Assim, porque as terras só podem ser efetivamente transferidas depois de identificadas e demarcadas pela União, o que implica em instauração e realização do prévio processo de discriminação pelo qual identificam-se e separam-se as terras transferíveis de outras de propriedade particular ou destinadas a interesses ou finalidades públicas federais.

De qualquer sorte, acaso depois de transferidas vierem a nelas serem identificadas ocupações ou presença indígena ou quilombola, ou afetação ambiental, os estados devem promover a ressalva ou separação delas do seu próprio patrimônio e dar aplicação à distribuição fundiária como resultante da transferência recebida da União ou a destinação correspondente.

A discriminação das terras é requisito prévio indispensável para a realização da transferência das terras federais porque é pressuposto necessário para saber se as terras podem ser transferidas ou estão excluídas.

A discriminação, no entanto, precisa desenvolver-se obedecendo certas exigências legais e lógicas.
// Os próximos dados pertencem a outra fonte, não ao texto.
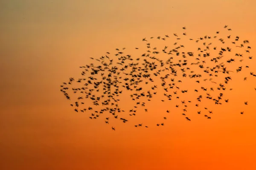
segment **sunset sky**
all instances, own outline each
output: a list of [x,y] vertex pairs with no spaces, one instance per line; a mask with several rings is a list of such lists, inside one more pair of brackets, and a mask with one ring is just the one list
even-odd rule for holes
[[[255,7],[254,0],[0,1],[0,170],[256,170],[256,77],[250,75],[256,74]],[[172,48],[173,33],[181,35],[184,26],[187,39],[218,31],[225,39],[229,34],[250,41],[249,54],[232,48],[253,58],[244,57],[247,71],[230,74],[228,88],[234,89],[224,97],[229,102],[202,104],[212,110],[211,119],[191,107],[187,121],[175,107],[181,103],[162,102],[159,96],[148,113],[107,125],[104,119],[112,115],[90,120],[60,91],[69,77],[82,78],[79,67],[94,62],[90,57],[108,51],[114,58],[115,49],[125,47],[136,58],[145,52],[143,38],[167,34],[168,41],[152,40],[152,45]],[[179,41],[196,51],[194,41]],[[230,67],[241,65],[237,59]],[[195,94],[182,97],[195,99]],[[128,111],[131,100],[120,97]]]

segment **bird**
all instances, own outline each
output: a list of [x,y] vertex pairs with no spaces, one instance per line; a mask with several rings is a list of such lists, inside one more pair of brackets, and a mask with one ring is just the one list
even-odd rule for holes
[[[224,28],[231,31],[227,25]],[[186,31],[186,27],[182,27],[182,30],[184,36],[179,37],[177,34],[173,34],[176,42],[172,42],[168,34],[142,38],[142,41],[146,42],[143,45],[146,50],[144,51],[143,47],[133,48],[137,52],[141,52],[139,57],[134,58],[134,55],[127,54],[128,48],[125,47],[113,48],[114,54],[107,52],[99,57],[88,57],[90,62],[79,67],[81,78],[69,77],[67,81],[61,81],[61,92],[69,102],[71,99],[74,100],[69,105],[73,107],[75,112],[90,114],[90,121],[100,120],[98,118],[102,115],[108,114],[110,116],[105,118],[106,126],[114,124],[110,120],[111,116],[125,123],[129,122],[130,119],[134,119],[135,121],[139,115],[140,117],[143,114],[149,115],[154,110],[148,106],[157,106],[158,102],[165,105],[158,107],[159,111],[154,113],[157,116],[162,113],[171,115],[176,111],[186,112],[188,115],[190,113],[193,113],[190,109],[195,107],[200,110],[204,108],[212,114],[209,106],[205,105],[205,101],[212,102],[215,107],[222,104],[232,107],[232,101],[230,102],[229,99],[224,98],[227,96],[225,94],[227,89],[231,93],[235,88],[231,85],[236,74],[244,72],[244,81],[250,80],[247,79],[248,76],[256,77],[252,70],[249,72],[250,74],[247,74],[248,76],[245,72],[252,68],[244,64],[247,61],[252,63],[254,60],[251,54],[249,56],[252,47],[246,45],[249,43],[249,40],[244,40],[240,43],[241,38],[239,36],[225,34],[224,32],[222,36],[219,34],[221,30],[216,32],[218,35],[202,35],[193,38],[189,37],[190,34],[187,35],[184,32],[184,30]],[[157,37],[156,40],[154,37]],[[196,45],[194,51],[186,51],[188,45],[186,41],[183,41],[186,39]],[[164,40],[161,43],[165,44],[161,45],[162,47],[154,44],[153,46],[154,40]],[[239,43],[240,45],[237,45]],[[235,66],[233,63],[236,61],[239,61],[236,63],[239,65]],[[236,68],[233,69],[234,67]],[[191,91],[189,88],[192,87],[195,88]],[[256,91],[256,88],[254,89]],[[73,95],[70,95],[70,91]],[[158,102],[153,101],[153,98]],[[125,105],[123,108],[122,102]],[[248,105],[248,102],[244,102],[244,104]],[[141,107],[144,107],[143,113],[140,113]],[[214,119],[213,116],[205,114],[204,111],[197,111],[198,116]],[[243,114],[244,112],[240,113]],[[185,116],[186,120],[191,121],[184,113],[181,114]],[[165,124],[169,123],[167,116],[163,115],[163,117]],[[135,127],[142,127],[144,123],[138,123]],[[165,125],[161,123],[156,125]],[[114,126],[111,128],[115,131]]]

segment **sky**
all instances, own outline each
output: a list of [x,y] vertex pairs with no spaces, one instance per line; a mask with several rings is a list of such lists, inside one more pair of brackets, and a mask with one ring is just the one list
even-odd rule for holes
[[[79,67],[90,57],[124,47],[126,54],[141,55],[134,48],[145,47],[143,38],[166,34],[168,41],[152,42],[171,46],[173,33],[181,34],[184,26],[194,39],[219,31],[248,40],[254,57],[255,6],[253,0],[1,0],[0,169],[256,169],[256,78],[249,71],[230,76],[228,103],[204,103],[213,111],[210,120],[193,108],[188,122],[176,104],[156,100],[137,122],[106,125],[104,118],[74,112],[60,91],[69,77],[81,78]],[[247,61],[253,72],[256,62]],[[133,126],[161,123],[167,109],[165,126]]]

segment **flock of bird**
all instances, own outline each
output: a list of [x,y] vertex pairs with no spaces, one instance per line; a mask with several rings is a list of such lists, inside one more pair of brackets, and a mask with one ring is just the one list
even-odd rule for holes
[[[231,32],[231,29],[227,26],[225,26],[224,28],[227,30],[226,31],[228,33]],[[183,33],[182,35],[173,34],[177,41],[180,41],[187,36],[186,27],[182,29]],[[105,56],[98,59],[91,57],[90,59],[95,61],[95,63],[80,67],[83,70],[81,73],[83,77],[76,80],[73,77],[70,78],[68,82],[63,82],[61,85],[61,91],[67,99],[70,100],[67,91],[71,88],[68,86],[76,82],[81,84],[79,88],[72,88],[73,93],[79,96],[76,97],[76,100],[70,104],[71,106],[75,108],[74,111],[87,112],[88,118],[91,119],[96,119],[103,113],[108,113],[108,115],[110,116],[106,116],[104,120],[105,123],[108,124],[111,119],[110,116],[113,116],[111,119],[119,119],[124,123],[126,122],[129,119],[135,117],[138,113],[140,114],[140,112],[137,112],[139,107],[143,107],[143,110],[147,112],[148,111],[146,108],[147,104],[151,101],[154,96],[160,92],[161,88],[164,98],[160,100],[163,102],[174,101],[175,103],[174,107],[182,107],[182,115],[186,119],[190,121],[190,119],[185,113],[187,111],[188,104],[192,103],[195,106],[198,107],[199,103],[204,98],[216,105],[221,105],[222,102],[228,102],[229,99],[224,99],[224,96],[225,91],[233,90],[232,88],[226,90],[227,84],[232,80],[230,74],[239,74],[242,70],[247,69],[249,66],[244,67],[241,65],[241,64],[244,60],[253,59],[251,56],[245,56],[250,54],[251,49],[248,40],[241,41],[239,36],[233,37],[229,34],[221,38],[218,37],[219,34],[220,32],[218,31],[212,37],[206,35],[196,40],[188,39],[189,41],[195,42],[200,46],[197,47],[196,52],[185,51],[184,45],[179,45],[177,42],[173,44],[172,48],[165,45],[162,49],[158,51],[157,47],[152,47],[149,42],[150,40],[156,38],[143,38],[142,41],[145,42],[146,51],[143,53],[140,57],[133,58],[131,55],[125,55],[123,51],[125,48],[123,48],[122,50],[116,49],[116,53],[113,58],[110,57],[111,54],[108,52]],[[156,37],[157,40],[161,41],[166,41],[170,37],[168,35]],[[225,41],[224,38],[227,41]],[[212,47],[212,42],[207,42],[212,39],[216,40],[222,47]],[[230,41],[229,41],[230,40]],[[229,42],[231,47],[226,45]],[[239,48],[240,50],[243,48],[245,53],[235,52],[232,55],[233,49],[236,48]],[[135,50],[139,49],[135,48]],[[215,51],[217,52],[217,54],[212,54]],[[196,54],[196,53],[197,53]],[[227,54],[227,57],[224,56],[224,54]],[[227,59],[228,56],[232,57]],[[166,59],[166,61],[164,61],[163,59]],[[116,60],[117,61],[115,62]],[[192,60],[193,61],[191,61]],[[206,65],[207,62],[209,63],[208,65]],[[241,63],[241,65],[239,65],[241,66],[238,67],[236,70],[229,70],[231,64],[235,62],[239,64]],[[248,76],[256,76],[256,74],[251,72]],[[159,80],[156,81],[157,79]],[[196,96],[195,104],[193,104],[191,100],[181,100],[178,96],[179,94],[189,93],[187,89],[183,89],[184,87],[186,86],[180,86],[182,81],[188,79],[198,85],[198,88],[195,89],[194,92],[201,91],[206,94],[204,96]],[[247,77],[244,78],[244,81],[247,79]],[[221,81],[217,81],[220,80]],[[211,87],[203,85],[204,82],[207,81],[208,84],[212,85],[211,85]],[[256,88],[255,90],[256,90]],[[128,94],[126,94],[127,93]],[[214,96],[215,94],[217,94]],[[123,94],[125,96],[129,95],[132,102],[134,103],[134,105],[131,106],[131,109],[127,111],[121,109],[119,105],[120,96]],[[89,104],[89,101],[83,102],[83,99],[90,100],[93,105]],[[177,102],[177,100],[180,101]],[[176,102],[180,102],[180,104]],[[248,104],[247,101],[243,102],[245,105]],[[97,108],[100,108],[97,109]],[[208,113],[204,116],[207,119],[210,119],[212,111],[206,107],[204,108]],[[170,112],[168,110],[166,111],[167,113]],[[200,114],[201,112],[201,110],[199,110],[197,113]],[[128,113],[128,114],[126,115],[124,113],[119,114],[120,113]],[[241,111],[240,113],[243,114],[244,112]],[[163,117],[164,120],[166,119],[166,117]],[[156,125],[163,126],[164,123],[159,123]],[[134,125],[135,127],[142,127],[143,124]],[[148,128],[148,126],[143,126]],[[111,128],[115,130],[115,128],[112,126]]]

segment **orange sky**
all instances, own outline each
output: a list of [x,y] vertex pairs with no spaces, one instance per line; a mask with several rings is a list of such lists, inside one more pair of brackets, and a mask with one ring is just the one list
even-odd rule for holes
[[[204,102],[214,113],[210,120],[192,108],[186,121],[175,103],[160,101],[136,121],[106,125],[104,118],[75,112],[59,91],[70,77],[81,78],[79,66],[90,57],[123,47],[135,55],[134,48],[143,48],[142,38],[151,36],[169,34],[169,41],[154,43],[171,46],[173,34],[185,26],[195,39],[228,25],[232,31],[223,35],[249,40],[256,57],[255,6],[253,0],[1,1],[0,169],[256,169],[256,78],[249,71],[233,75],[229,103]],[[167,109],[173,111],[164,126],[133,126],[161,123]]]

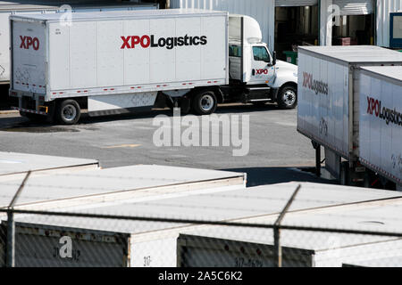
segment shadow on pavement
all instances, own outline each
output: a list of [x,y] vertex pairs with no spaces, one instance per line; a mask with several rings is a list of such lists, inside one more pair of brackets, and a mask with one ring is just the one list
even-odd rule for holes
[[[311,172],[300,169],[310,170]],[[220,169],[224,171],[245,172],[247,174],[247,187],[281,183],[292,181],[311,182],[319,183],[337,184],[335,180],[323,179],[312,173],[314,167],[292,168],[289,167],[245,167]]]

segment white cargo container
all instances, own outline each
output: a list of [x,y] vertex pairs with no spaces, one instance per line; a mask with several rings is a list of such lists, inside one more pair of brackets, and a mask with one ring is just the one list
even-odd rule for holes
[[359,160],[402,191],[402,67],[364,67],[359,76]]
[[10,82],[10,15],[22,14],[44,14],[62,12],[58,17],[65,14],[64,20],[68,20],[68,12],[101,12],[101,11],[131,11],[144,9],[157,9],[157,4],[134,4],[134,3],[120,3],[111,4],[99,1],[99,3],[69,3],[71,10],[66,10],[69,6],[62,6],[63,2],[42,3],[40,1],[25,1],[20,3],[5,3],[0,5],[0,84],[8,84]]
[[375,258],[352,264],[343,264],[342,267],[402,267],[402,256]]
[[297,67],[277,64],[250,17],[177,9],[72,13],[71,26],[57,14],[10,19],[10,95],[23,116],[74,124],[80,109],[116,114],[155,102],[199,115],[222,102],[297,104]]
[[29,170],[38,175],[96,170],[98,167],[98,161],[94,159],[0,151],[0,181],[21,179]]
[[[0,181],[0,208],[9,205],[21,183],[21,177]],[[126,199],[152,200],[209,189],[245,187],[246,175],[242,173],[138,165],[33,175],[27,181],[14,208],[46,210]]]
[[[289,209],[294,215],[314,212],[326,208],[346,208],[349,205],[353,207],[355,203],[364,204],[364,201],[392,200],[398,197],[398,192],[393,191],[308,183],[301,184],[302,188]],[[171,198],[165,196],[166,199],[163,199],[163,196],[145,200],[134,198],[124,201],[64,208],[59,211],[201,221],[248,222],[249,219],[256,219],[258,222],[257,217],[261,215],[265,215],[265,217],[277,216],[297,186],[297,183],[288,183],[233,191],[206,190],[198,193],[192,191],[186,195],[179,193]],[[253,207],[250,208],[250,205]],[[176,241],[179,234],[201,230],[206,226],[172,222],[51,216],[17,216],[16,221],[18,221],[16,243],[23,242],[25,245],[25,248],[18,246],[16,265],[25,266],[117,266],[116,265],[121,265],[135,267],[174,267],[178,264]],[[232,230],[236,232],[236,229]],[[108,251],[109,248],[102,249],[102,239],[93,238],[85,244],[80,241],[81,239],[90,238],[88,232],[95,237],[102,237],[105,232],[108,232],[109,235],[127,238],[120,243],[120,248],[113,248],[117,253],[112,256],[117,258],[112,260],[117,260],[116,262],[112,264],[111,260],[111,263],[107,264],[106,261],[101,260],[103,256],[111,254]],[[269,239],[266,236],[267,233],[262,233],[260,238]],[[68,239],[64,238],[61,240],[63,236],[71,237],[70,248],[75,252],[79,251],[82,260],[88,262],[81,262],[72,255],[69,258],[60,256],[58,250]],[[105,240],[108,241],[108,240]],[[95,244],[90,245],[91,242]],[[96,250],[93,251],[93,248]],[[121,253],[126,253],[126,256]],[[122,265],[121,260],[127,262]]]
[[[402,53],[371,45],[300,46],[298,61],[297,131],[316,149],[324,147],[326,167],[341,183],[363,181],[364,168],[357,165],[356,70],[364,66],[400,66]],[[347,161],[341,163],[341,158]]]
[[[395,219],[395,213],[401,209],[401,198],[322,207],[288,213],[281,224],[401,232],[400,221]],[[277,217],[261,216],[243,222],[273,224]],[[275,266],[272,229],[211,226],[181,233],[178,239],[180,266]],[[339,267],[374,258],[396,258],[402,253],[402,239],[385,235],[282,229],[281,245],[284,267]]]

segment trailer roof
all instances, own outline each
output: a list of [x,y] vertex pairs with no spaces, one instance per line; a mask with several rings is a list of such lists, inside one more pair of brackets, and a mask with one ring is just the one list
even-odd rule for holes
[[344,263],[346,267],[402,267],[402,256],[391,256],[353,263]]
[[391,80],[395,79],[399,85],[402,85],[402,66],[362,67],[362,69],[374,77],[383,77]]
[[[398,216],[396,213],[400,213],[401,211],[402,200],[396,199],[387,202],[377,201],[350,205],[348,207],[339,206],[298,213],[288,213],[281,225],[400,233],[402,232],[402,218]],[[255,219],[245,220],[245,223],[273,224],[277,216],[262,216]],[[191,236],[273,245],[272,229],[210,226],[204,229],[182,231],[181,233]],[[392,236],[281,230],[281,246],[314,250],[315,252],[333,248],[333,242],[337,242],[337,248],[344,248],[385,240],[398,240],[398,248],[394,249],[402,249],[402,239]]]
[[[275,219],[283,209],[298,183],[287,183],[272,185],[238,189],[232,191],[192,191],[190,194],[164,199],[141,200],[138,199],[114,202],[94,203],[62,208],[68,213],[85,213],[97,215],[114,215],[128,216],[147,216],[158,218],[196,219],[204,221],[248,220],[258,223],[259,216],[264,220]],[[314,212],[321,208],[337,208],[339,205],[356,204],[367,200],[401,197],[396,191],[370,190],[331,184],[302,183],[296,200],[289,208],[296,213]],[[402,198],[400,198],[402,199]],[[377,205],[377,204],[375,204]],[[346,206],[345,206],[346,207]],[[300,214],[301,215],[301,214]],[[150,231],[162,231],[185,225],[178,223],[140,222],[128,220],[108,220],[97,218],[77,218],[51,216],[30,216],[16,219],[20,222],[52,224],[61,227],[142,233]],[[188,224],[187,224],[188,225]],[[185,229],[181,229],[185,230]],[[255,229],[252,229],[255,230]],[[264,230],[267,231],[267,230]],[[247,233],[247,231],[245,232]]]
[[[222,183],[219,181],[222,181]],[[0,181],[0,208],[9,205],[21,183],[21,179]],[[138,165],[29,177],[16,205],[26,205],[27,208],[33,204],[31,207],[37,208],[38,203],[52,202],[51,208],[54,208],[67,207],[69,203],[66,200],[69,199],[77,200],[80,198],[81,200],[95,203],[99,201],[96,197],[105,200],[105,195],[125,195],[128,191],[138,192],[141,197],[156,194],[163,196],[177,191],[177,189],[184,192],[222,185],[245,187],[244,183],[245,175],[242,173]],[[191,183],[197,184],[191,186]],[[158,187],[163,186],[172,187],[173,190],[158,190]],[[41,207],[44,208],[45,206]]]
[[298,46],[298,50],[347,63],[402,62],[402,53],[376,45]]
[[[172,16],[196,16],[196,15],[222,15],[227,12],[198,10],[198,9],[163,9],[163,10],[134,10],[134,11],[104,11],[104,12],[81,12],[71,13],[71,20],[124,20],[124,19],[149,19]],[[58,14],[29,14],[12,15],[10,19],[33,20],[40,21],[58,21]]]
[[38,10],[60,10],[63,4],[69,4],[74,11],[76,8],[148,8],[157,7],[157,4],[155,3],[132,3],[132,2],[121,2],[121,3],[110,3],[110,2],[35,2],[27,1],[22,3],[5,2],[0,3],[0,12],[9,11],[38,11]]
[[94,165],[97,160],[0,151],[0,181],[4,176],[31,171]]

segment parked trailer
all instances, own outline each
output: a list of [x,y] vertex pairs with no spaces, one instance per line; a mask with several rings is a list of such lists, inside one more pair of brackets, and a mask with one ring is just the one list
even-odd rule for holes
[[[342,184],[361,183],[359,87],[357,70],[364,66],[402,65],[402,53],[372,46],[300,46],[297,131],[312,140],[320,167],[325,166]],[[345,161],[341,162],[341,158]]]
[[10,95],[22,115],[75,124],[167,101],[211,114],[222,102],[297,103],[297,67],[277,64],[249,17],[204,10],[11,16]]
[[[0,208],[7,207],[21,179],[0,181]],[[208,189],[246,187],[243,173],[138,165],[29,177],[14,208],[55,209],[126,199],[153,200]],[[4,216],[5,213],[0,213]]]
[[[71,10],[65,10],[64,8],[67,6],[62,7],[63,4],[69,4]],[[157,8],[157,4],[111,4],[110,2],[102,1],[98,3],[62,3],[59,1],[58,3],[49,2],[46,4],[39,1],[26,1],[21,4],[6,3],[5,4],[0,4],[0,85],[9,84],[10,82],[10,15],[63,13],[66,12],[131,11]],[[65,16],[61,18],[62,14],[58,15],[62,20],[63,19],[68,20],[68,14],[65,14]]]
[[[288,213],[281,224],[400,232],[400,222],[395,219],[395,213],[400,209],[400,198],[323,207]],[[261,216],[242,222],[273,224],[277,217],[278,215]],[[395,258],[402,253],[402,239],[391,236],[282,229],[280,239],[284,267],[339,267],[343,264],[374,258]],[[178,265],[184,267],[274,267],[277,262],[274,250],[272,229],[210,226],[181,232],[178,239]]]
[[0,182],[22,179],[29,170],[35,175],[98,169],[94,159],[0,151]]
[[402,267],[402,256],[375,258],[353,264],[343,264],[342,267]]
[[359,76],[359,160],[402,191],[402,67],[363,67]]
[[[356,187],[322,185],[303,183],[289,211],[297,213],[314,212],[320,208],[348,207],[355,203],[396,199],[398,192],[380,190],[362,190]],[[88,204],[60,208],[69,213],[120,215],[159,218],[195,219],[199,221],[243,221],[264,216],[276,217],[297,183],[288,183],[264,185],[231,191],[207,190],[202,192],[154,200],[130,199],[120,201]],[[314,197],[314,200],[311,197]],[[253,205],[250,208],[249,205]],[[4,217],[5,219],[5,217]],[[205,224],[146,222],[130,220],[108,220],[97,218],[63,217],[52,216],[17,216],[15,253],[17,266],[97,266],[110,265],[103,256],[111,254],[103,250],[101,238],[93,238],[83,244],[82,237],[88,233],[95,237],[105,232],[113,236],[128,237],[113,248],[116,264],[134,267],[175,267],[178,265],[177,239],[180,233],[208,228]],[[24,223],[24,224],[21,224]],[[3,223],[5,227],[6,222]],[[236,229],[235,229],[236,230]],[[47,232],[47,233],[46,233]],[[264,233],[264,235],[265,235]],[[65,238],[65,236],[70,237]],[[63,238],[64,237],[64,238]],[[61,239],[63,239],[63,240]],[[66,239],[70,248],[78,252],[80,258],[60,255],[60,248]],[[267,237],[267,239],[269,239]],[[96,243],[91,246],[89,242]],[[32,245],[35,244],[36,246]],[[116,244],[116,243],[114,243]],[[1,247],[0,247],[1,248]],[[96,251],[91,248],[96,248]],[[75,251],[74,251],[75,250]],[[122,254],[125,253],[125,254]],[[77,254],[76,254],[77,255]],[[74,255],[71,255],[74,256]],[[38,257],[40,256],[40,257]],[[124,265],[121,260],[127,261]]]

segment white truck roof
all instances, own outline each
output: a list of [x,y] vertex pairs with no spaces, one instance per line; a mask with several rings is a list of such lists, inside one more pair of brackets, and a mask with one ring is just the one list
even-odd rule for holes
[[[0,207],[8,206],[21,183],[21,179],[0,182]],[[149,198],[225,186],[244,188],[245,183],[243,173],[138,165],[29,177],[16,205],[48,209],[134,196]]]
[[395,79],[399,82],[399,85],[402,85],[402,66],[367,66],[362,67],[362,69],[372,76]]
[[88,168],[96,168],[97,160],[75,158],[54,157],[29,153],[0,151],[0,181],[10,177],[20,176],[29,170],[45,171],[73,168],[88,166]]
[[[283,226],[317,227],[323,229],[342,229],[350,231],[373,231],[389,233],[401,232],[402,223],[396,213],[402,210],[401,199],[388,201],[376,201],[350,206],[340,206],[311,211],[288,213],[283,219]],[[278,216],[261,216],[253,219],[245,219],[245,224],[273,224]],[[183,231],[181,233],[192,236],[231,240],[257,244],[273,245],[272,229],[253,227],[209,226],[204,229]],[[281,231],[281,244],[283,247],[322,251],[337,247],[348,248],[353,245],[364,245],[370,242],[398,240],[398,250],[402,253],[402,239],[384,235],[362,235],[339,233],[331,232],[294,231],[282,229]],[[201,244],[201,243],[200,243]],[[387,245],[383,245],[384,248]],[[364,251],[361,252],[362,254]],[[367,251],[370,254],[370,251]],[[397,254],[397,253],[396,253]],[[372,257],[373,258],[373,257]]]
[[[207,11],[200,9],[163,9],[163,10],[135,10],[135,11],[105,11],[71,13],[72,21],[93,20],[125,20],[125,19],[154,19],[174,16],[196,16],[196,15],[222,15],[228,14],[227,12]],[[12,20],[29,19],[40,21],[58,21],[60,14],[29,14],[13,15]]]
[[298,46],[299,52],[315,53],[344,63],[400,62],[402,53],[376,45]]
[[68,3],[61,3],[61,2],[35,2],[35,1],[28,1],[28,2],[22,2],[22,3],[13,3],[13,2],[2,2],[0,3],[0,12],[8,12],[8,11],[38,11],[38,10],[61,10],[61,7],[63,4],[69,4],[72,11],[75,11],[75,9],[80,8],[88,8],[88,9],[102,9],[102,8],[128,8],[128,7],[135,7],[136,9],[144,7],[144,9],[149,9],[149,7],[157,7],[157,4],[154,3],[132,3],[132,2],[121,2],[119,4],[116,3],[110,3],[110,2],[88,2],[88,3],[74,3],[74,2],[68,2]]
[[[337,207],[340,205],[354,208],[360,207],[360,203],[364,204],[364,201],[374,200],[373,203],[376,205],[376,203],[383,203],[382,200],[389,199],[392,201],[398,200],[398,197],[402,199],[400,193],[390,191],[312,183],[302,183],[301,184],[302,188],[289,208],[289,211],[294,213],[291,215],[296,216],[298,216],[299,212],[304,213],[306,211],[307,214],[305,215],[309,216],[308,213],[314,213],[314,211],[319,211],[322,208],[331,209],[333,208],[332,211],[337,212]],[[248,220],[260,223],[259,216],[263,220],[276,218],[297,185],[297,183],[285,183],[247,189],[211,191],[198,193],[194,191],[192,195],[165,196],[164,199],[159,197],[152,200],[133,199],[131,200],[94,202],[85,206],[64,207],[60,208],[59,211],[206,221],[241,219],[245,223]],[[350,206],[348,206],[349,204]],[[323,213],[326,212],[323,211]],[[288,215],[290,215],[290,213]],[[184,225],[177,223],[147,222],[147,222],[129,222],[127,220],[115,220],[115,223],[113,223],[112,220],[105,219],[50,217],[50,216],[32,215],[29,217],[21,217],[16,220],[24,223],[131,233],[144,232],[142,225],[147,225],[149,231],[151,229],[158,230]],[[141,226],[138,226],[138,224]],[[259,231],[257,229],[253,230]],[[247,234],[247,232],[244,232],[244,233]]]

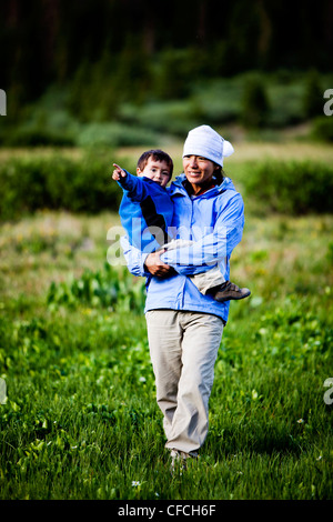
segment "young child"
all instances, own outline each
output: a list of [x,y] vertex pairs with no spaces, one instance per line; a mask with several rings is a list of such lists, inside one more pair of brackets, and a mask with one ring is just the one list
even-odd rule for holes
[[[193,241],[172,239],[171,227],[173,203],[167,191],[172,177],[173,162],[167,152],[159,149],[143,152],[138,160],[137,174],[113,163],[112,179],[123,190],[120,204],[120,219],[130,243],[142,252],[171,250],[191,244]],[[243,299],[250,290],[240,289],[225,281],[219,267],[206,272],[189,275],[201,293],[210,294],[219,302]]]

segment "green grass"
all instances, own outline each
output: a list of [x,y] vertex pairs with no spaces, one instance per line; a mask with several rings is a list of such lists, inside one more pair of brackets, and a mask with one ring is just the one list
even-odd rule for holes
[[104,267],[118,223],[2,223],[0,498],[332,499],[332,215],[246,213],[231,279],[252,295],[231,303],[201,456],[173,478],[141,281]]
A principal delas é o chamamento público dos interessados através do qual terceiros com interesse direto ou indireto podem apresentar as eventuais provas ou títulos de sua pretensão sobre as terras.

Mais que isso, em qualquer caso cabe, a União antes e aos estados depois, a obrigação de consultarem as comunidades indígenas ou quilombolas ou outras que tenham direito constitucional sobre as terras.

Esse dever de prévia consulta é decorrência natural da garantia constitucional da propriedade indígena e quilombola, mas também responsabilidade do Brasil e, portanto, também dos estados, como firmatário de Convenções e Tratados internacionais pelos quais se comprometeu a respeitar tais comunidades. Não pode a União promover a transferência de suas terras sem a prévia audiência dessas populações.

Cumpre à União e aos estados o respeito ao compromisso e a responsabilidade administrativa e jurídica de atender a todas essas exigências, pena de ofensa tanto aos direitos respectivos como ao regime constitucional, convencional ou internacional de que desfrutam essas populações.

Do mesmo modo cabe à União e aos estados nas hipóteses referidas o respeito aos direitos e garantias de direito público subjetivo de proteção ambiental. Ou seja, a separação das terras a serem transferidas deve observar a vocação ambiental delas quando assim se apresentar a situação prevista na Constituição (art. 225, §1º, especialmente incisos III e VII) e exclui-las.

Como todos têm direito ao meio ambiente ecologicamente equilibrado, as terras que se destinem a essa finalidade não podem ser transferidas pela União e se porventura inadvertidamente o forem devem ser preservadas pelos estados para a mesma finalidade.

Em suma, a transferência de terras federais aos estados implica naturalmente na responsabilidade das administrações estaduais na mesma medida que a União tem em relação as suas terras rurais, e assim os estados tanto devem obediência a legislação federal quanto aos normativos estaduais, de modo que as leis federais como as estaduais que disciplinam o patrimônio de cada qual devem ser interpretadas consoante manda a Constituição Federal.

Esse em resumo, é o objetivo da Ação Direta de Inconstitucionalidade nº 7.052 para interpretação conforme que a CONTAG apresentou ao Supremo Tribunal Federal.